The smoke led Elara to a small clearing by nightfall. Her legs felt like they were made of lead, and every breath she took felt heavy, like the air was getting thicker. She kept herself behind the rock and looked out carefully.
Three men sat around a small, sputtering fire. They didn’t look like clean, disciplined warriors from the Silver Shield. These men were rough. Their clothes were a mix of dirty leather and mismatched furs, and their scent was a messy jumble of unwashed skin and woodsmoke.
"I'm telling you, I smelled it," one of them said, tossing a bone into the fire. "A female. Fresh. Somewhere near the creek."
"Probably just some stray Omega who got kicked out for being useless," another one laughed, leaning back against a log. "If we find her, we keep her. I’m tired of doing my own cooking."
Elara’s blood ran cold. She gripped the handle of her small paring knife so hard the wood bit into her palm. Her first instinct was to run, to slip back into the darkness of the trees and find another way around. But as she tried to shift her weight, her foot slipped.
The sound of a single dry branch snapping was like a gunshot in the quiet woods.
The three men were on their feet in a second. They didn't even need to shift; their movements were predatory and fast.
"Well, well," the largest one said, his eyes scanning the shadows until they landed on the boulder. "Looks like dinner came to us."
Elara didn't wait. She scrambled out from behind the rock and began to run. She didn't have a plan,panicked , she just needed to get away. But she was weak from hunger, and the fever from the afternoon was still humming in her ears.
She only made it twenty yards before a heavy weight slammed into her back, knocking her face-first into the dirt.

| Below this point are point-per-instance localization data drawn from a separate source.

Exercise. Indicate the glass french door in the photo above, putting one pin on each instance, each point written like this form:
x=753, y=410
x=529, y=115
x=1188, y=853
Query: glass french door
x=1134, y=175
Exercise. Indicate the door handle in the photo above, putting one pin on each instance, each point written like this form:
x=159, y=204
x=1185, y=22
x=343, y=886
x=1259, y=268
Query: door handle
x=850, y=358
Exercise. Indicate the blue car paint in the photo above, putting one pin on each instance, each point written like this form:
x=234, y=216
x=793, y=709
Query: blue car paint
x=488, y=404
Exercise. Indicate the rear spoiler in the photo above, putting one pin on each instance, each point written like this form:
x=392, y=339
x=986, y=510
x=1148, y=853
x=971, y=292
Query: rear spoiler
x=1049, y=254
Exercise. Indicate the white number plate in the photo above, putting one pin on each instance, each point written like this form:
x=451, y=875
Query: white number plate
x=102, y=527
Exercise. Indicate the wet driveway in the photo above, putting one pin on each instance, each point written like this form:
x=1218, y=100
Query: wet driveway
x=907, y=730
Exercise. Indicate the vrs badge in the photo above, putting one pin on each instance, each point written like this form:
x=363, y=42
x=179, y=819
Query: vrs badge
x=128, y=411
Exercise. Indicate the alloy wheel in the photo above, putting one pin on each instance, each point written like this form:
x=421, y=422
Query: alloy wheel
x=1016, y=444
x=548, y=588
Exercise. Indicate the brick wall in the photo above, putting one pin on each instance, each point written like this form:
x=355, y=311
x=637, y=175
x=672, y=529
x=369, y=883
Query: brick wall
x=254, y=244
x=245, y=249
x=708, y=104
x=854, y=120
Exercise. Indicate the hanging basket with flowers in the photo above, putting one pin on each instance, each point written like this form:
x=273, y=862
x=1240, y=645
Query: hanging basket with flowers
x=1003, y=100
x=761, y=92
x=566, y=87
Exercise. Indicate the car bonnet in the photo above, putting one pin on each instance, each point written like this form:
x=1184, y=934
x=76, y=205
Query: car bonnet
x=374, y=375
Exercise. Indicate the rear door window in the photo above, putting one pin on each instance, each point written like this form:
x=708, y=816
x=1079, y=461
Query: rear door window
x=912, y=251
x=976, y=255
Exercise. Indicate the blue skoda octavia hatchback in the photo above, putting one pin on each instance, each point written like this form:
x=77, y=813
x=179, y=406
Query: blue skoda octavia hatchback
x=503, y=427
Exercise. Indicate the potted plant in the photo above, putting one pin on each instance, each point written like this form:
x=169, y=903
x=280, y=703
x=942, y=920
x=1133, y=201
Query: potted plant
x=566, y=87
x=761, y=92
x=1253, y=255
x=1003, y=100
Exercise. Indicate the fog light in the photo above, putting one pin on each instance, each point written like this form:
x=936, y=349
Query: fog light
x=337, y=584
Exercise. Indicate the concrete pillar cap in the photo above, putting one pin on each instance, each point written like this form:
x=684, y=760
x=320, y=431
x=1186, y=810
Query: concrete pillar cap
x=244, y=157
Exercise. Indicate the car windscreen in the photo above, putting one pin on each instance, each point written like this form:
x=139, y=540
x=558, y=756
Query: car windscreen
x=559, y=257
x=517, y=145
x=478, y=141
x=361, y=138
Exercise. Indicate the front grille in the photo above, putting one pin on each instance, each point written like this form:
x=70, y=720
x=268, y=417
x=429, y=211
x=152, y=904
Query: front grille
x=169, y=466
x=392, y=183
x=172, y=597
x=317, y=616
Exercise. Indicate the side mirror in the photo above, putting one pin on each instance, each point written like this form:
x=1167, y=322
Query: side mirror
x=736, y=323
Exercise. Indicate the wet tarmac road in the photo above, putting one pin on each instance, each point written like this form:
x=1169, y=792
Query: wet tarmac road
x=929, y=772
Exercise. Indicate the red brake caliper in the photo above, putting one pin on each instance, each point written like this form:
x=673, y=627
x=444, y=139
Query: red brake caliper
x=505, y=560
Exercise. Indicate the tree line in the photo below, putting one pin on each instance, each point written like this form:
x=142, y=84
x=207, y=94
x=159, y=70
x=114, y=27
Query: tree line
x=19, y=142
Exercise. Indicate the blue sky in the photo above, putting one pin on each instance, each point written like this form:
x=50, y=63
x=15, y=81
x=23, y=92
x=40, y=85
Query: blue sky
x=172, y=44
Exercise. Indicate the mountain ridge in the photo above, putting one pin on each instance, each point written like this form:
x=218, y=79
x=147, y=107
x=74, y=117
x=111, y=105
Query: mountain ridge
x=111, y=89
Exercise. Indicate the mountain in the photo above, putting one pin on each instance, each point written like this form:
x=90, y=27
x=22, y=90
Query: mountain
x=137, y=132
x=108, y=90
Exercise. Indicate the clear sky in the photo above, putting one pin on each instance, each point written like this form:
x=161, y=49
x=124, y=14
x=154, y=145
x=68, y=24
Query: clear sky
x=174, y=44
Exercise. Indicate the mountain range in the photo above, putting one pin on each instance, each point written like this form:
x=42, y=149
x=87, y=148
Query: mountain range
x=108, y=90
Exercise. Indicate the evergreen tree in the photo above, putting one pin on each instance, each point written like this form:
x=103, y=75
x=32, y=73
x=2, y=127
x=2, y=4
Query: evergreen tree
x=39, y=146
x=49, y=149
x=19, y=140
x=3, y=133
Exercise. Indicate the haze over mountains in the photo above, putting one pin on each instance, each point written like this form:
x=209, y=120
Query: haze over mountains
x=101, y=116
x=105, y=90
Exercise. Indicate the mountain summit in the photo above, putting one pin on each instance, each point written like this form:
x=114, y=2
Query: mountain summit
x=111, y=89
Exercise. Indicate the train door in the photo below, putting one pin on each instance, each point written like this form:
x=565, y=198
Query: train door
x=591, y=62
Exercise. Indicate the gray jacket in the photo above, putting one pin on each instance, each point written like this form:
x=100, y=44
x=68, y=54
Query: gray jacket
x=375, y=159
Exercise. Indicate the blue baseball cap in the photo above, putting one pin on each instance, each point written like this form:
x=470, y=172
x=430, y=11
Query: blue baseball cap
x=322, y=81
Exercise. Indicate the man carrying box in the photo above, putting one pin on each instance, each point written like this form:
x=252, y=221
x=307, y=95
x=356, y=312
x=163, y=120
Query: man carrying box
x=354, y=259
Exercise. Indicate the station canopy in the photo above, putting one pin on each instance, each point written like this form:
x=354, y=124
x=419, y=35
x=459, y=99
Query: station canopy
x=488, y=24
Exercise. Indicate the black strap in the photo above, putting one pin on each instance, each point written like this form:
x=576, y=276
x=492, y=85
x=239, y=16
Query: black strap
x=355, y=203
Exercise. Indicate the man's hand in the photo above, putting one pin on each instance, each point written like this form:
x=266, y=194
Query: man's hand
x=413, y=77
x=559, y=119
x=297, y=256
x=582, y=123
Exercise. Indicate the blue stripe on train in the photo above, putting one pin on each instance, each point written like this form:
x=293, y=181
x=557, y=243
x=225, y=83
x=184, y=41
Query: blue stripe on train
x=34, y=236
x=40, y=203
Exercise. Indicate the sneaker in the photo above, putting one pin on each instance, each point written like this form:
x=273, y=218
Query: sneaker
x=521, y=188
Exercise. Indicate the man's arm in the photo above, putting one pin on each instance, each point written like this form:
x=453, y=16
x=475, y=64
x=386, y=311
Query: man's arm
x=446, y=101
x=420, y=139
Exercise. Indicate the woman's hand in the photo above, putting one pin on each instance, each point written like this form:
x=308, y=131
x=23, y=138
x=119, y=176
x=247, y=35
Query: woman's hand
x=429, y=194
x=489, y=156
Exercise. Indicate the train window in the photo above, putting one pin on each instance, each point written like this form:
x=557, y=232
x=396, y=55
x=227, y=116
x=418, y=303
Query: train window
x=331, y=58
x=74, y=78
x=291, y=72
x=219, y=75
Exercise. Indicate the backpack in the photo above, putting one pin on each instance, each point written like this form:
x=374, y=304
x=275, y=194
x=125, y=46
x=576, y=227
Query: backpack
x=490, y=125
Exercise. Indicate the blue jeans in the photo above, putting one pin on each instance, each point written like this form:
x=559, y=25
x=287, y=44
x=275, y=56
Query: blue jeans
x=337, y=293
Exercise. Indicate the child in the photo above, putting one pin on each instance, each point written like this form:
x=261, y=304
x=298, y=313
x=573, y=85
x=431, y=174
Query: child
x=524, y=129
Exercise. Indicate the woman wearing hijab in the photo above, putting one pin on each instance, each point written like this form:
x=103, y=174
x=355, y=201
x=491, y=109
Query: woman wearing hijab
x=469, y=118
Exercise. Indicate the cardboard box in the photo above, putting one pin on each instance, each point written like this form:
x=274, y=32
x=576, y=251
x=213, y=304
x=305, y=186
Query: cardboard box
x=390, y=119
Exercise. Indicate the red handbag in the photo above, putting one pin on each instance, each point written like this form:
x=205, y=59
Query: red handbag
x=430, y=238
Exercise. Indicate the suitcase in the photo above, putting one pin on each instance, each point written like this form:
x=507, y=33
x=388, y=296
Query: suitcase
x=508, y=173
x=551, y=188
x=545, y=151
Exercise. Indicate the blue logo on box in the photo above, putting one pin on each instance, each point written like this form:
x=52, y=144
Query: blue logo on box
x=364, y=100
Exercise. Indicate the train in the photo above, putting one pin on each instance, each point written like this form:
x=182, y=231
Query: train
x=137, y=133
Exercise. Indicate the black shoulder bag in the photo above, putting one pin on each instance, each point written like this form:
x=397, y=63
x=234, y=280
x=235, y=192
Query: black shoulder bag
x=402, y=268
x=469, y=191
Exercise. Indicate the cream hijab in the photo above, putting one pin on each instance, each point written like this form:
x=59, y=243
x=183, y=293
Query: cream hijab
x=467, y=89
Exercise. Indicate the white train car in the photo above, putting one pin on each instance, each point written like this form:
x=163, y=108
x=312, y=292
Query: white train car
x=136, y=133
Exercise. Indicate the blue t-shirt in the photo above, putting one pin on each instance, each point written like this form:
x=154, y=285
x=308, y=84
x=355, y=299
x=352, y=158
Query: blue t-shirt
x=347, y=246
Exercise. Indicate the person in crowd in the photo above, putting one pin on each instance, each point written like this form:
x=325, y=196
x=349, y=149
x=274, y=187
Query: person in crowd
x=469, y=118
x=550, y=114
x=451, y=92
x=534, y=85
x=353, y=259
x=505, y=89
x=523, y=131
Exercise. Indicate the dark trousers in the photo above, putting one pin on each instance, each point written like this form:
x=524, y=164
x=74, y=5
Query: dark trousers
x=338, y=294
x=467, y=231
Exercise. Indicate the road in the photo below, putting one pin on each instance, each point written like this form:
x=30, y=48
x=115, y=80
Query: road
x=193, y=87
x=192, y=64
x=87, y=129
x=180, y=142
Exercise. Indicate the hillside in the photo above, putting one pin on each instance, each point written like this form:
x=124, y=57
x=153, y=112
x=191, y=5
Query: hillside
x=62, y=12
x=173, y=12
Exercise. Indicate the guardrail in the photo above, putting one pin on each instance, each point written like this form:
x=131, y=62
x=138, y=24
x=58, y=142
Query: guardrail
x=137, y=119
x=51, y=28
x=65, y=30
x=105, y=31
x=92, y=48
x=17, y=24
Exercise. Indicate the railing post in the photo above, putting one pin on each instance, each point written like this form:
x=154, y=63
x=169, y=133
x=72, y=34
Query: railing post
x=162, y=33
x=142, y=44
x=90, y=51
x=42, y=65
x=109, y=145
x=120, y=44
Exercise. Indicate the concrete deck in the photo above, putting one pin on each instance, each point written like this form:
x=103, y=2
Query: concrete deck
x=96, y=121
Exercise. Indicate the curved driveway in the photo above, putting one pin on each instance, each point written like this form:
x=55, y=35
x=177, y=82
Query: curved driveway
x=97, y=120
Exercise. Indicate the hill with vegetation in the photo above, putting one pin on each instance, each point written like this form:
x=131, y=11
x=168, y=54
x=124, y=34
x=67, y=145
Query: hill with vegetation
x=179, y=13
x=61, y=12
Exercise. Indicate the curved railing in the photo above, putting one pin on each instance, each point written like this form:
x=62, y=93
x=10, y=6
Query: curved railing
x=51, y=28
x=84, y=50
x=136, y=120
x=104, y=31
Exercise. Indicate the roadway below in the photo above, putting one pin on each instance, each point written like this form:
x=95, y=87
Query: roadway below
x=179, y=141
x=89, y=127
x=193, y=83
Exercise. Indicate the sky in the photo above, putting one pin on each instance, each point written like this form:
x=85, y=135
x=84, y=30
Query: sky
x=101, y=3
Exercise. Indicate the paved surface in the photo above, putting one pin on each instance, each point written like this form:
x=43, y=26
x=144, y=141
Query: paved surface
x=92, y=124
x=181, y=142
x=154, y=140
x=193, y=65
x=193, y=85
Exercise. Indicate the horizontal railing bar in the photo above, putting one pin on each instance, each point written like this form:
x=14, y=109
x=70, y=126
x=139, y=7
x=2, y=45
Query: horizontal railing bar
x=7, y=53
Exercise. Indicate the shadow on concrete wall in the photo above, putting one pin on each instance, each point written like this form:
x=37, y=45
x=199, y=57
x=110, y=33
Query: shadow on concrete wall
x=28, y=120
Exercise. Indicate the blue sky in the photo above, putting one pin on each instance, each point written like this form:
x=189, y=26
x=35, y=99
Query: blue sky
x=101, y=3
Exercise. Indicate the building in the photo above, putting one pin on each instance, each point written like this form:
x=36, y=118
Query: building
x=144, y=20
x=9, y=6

"Gotcha, little bird," a voice hissed in her ear.
A hand tangled in her hair, yanking her head back. Elara cried out, her fingers clawing in the dirt. She was rolled onto her back, and the large man from the fire was pinning her down, his knees on her biceps.
"Let me go!" Elara screamed. She tried to bring her knife up, but the man easily slapped it out of her hand. It disappeared into the dark undergrowth.
"Look at those eyes," the man said, smiling down at her. You’re tougher than I expected for someone so small.
His two friends caught up, standing over them and laughing. "She’s a pretty one, isn't she? Maybe we don't make her cook just yet."
The man pinning her down reached for the collar of her dress.
In that moment, something inside Elara didn't just snap, it exploded.
It wasn't the fear that took over; it was a sudden, violent wave of white-hot rage. She thought of Kael, of the Elders, of every person who had ever looked at her like she was nothing. She thought of the unfairness of it all, dying in the dirt because a man decided she wasn't valuable enough to love.
"I said... get off me!" she roared.
A sound like a thunderclap echoed through the clearing.
A shockwave of pure, silver energy erupted from Elara’s body. It didn't just push the man off her; it launched him. He was thrown twenty feet into the air, his body crashing through the branches of a pine tree before he hit the ground with a sickening thud.
The other two men fell back suddenly, crashing into the campfire they had built. The fire flared up in surprise, its flames turning violet for just a second, then slowly dying down until only glowing embers remained.
Elara rose to her feet. The weakness that had weighed her down was gone. Instead, she felt strong, as if fire was burning inside her. Her skin buzzed with energy, and the silver lines in her arms shone so brightly that they lit up the trees nearby.
"What are you?" one of the men gasped, scrambling backward on his hands and knees. His face was pale, his eyes wide with genuine terror. "You're a witch! You're a monster!"
Elara didn't answer. She couldn't. Her mind was a storm of noise. She looked at her hands, which were shaking and covered in a faint, shining mist. She felt like if she reached out, she could level the entire forest.
The two men didn't wait for her to move. They grabbed their unconscious friend by the arms and dragged him into the darkness, running as if a demon were at their heels.
Elara stood alone in the clearing. The silence that followed was piercing. The adrenaline began to drain out of her, and the weight of what she had just done hit her like a physical blow.
"What did I do?" she whispered.
She looked at the tree where the man had landed. The bark was scorched, as if it had been struck by lightning. The grass around her feet was blackened and dead.
She wasn't an Omega. She wasn't even a regular wolf. She was a weapon.
"Kael was right," she said, her voice trembling. "I am a mistake."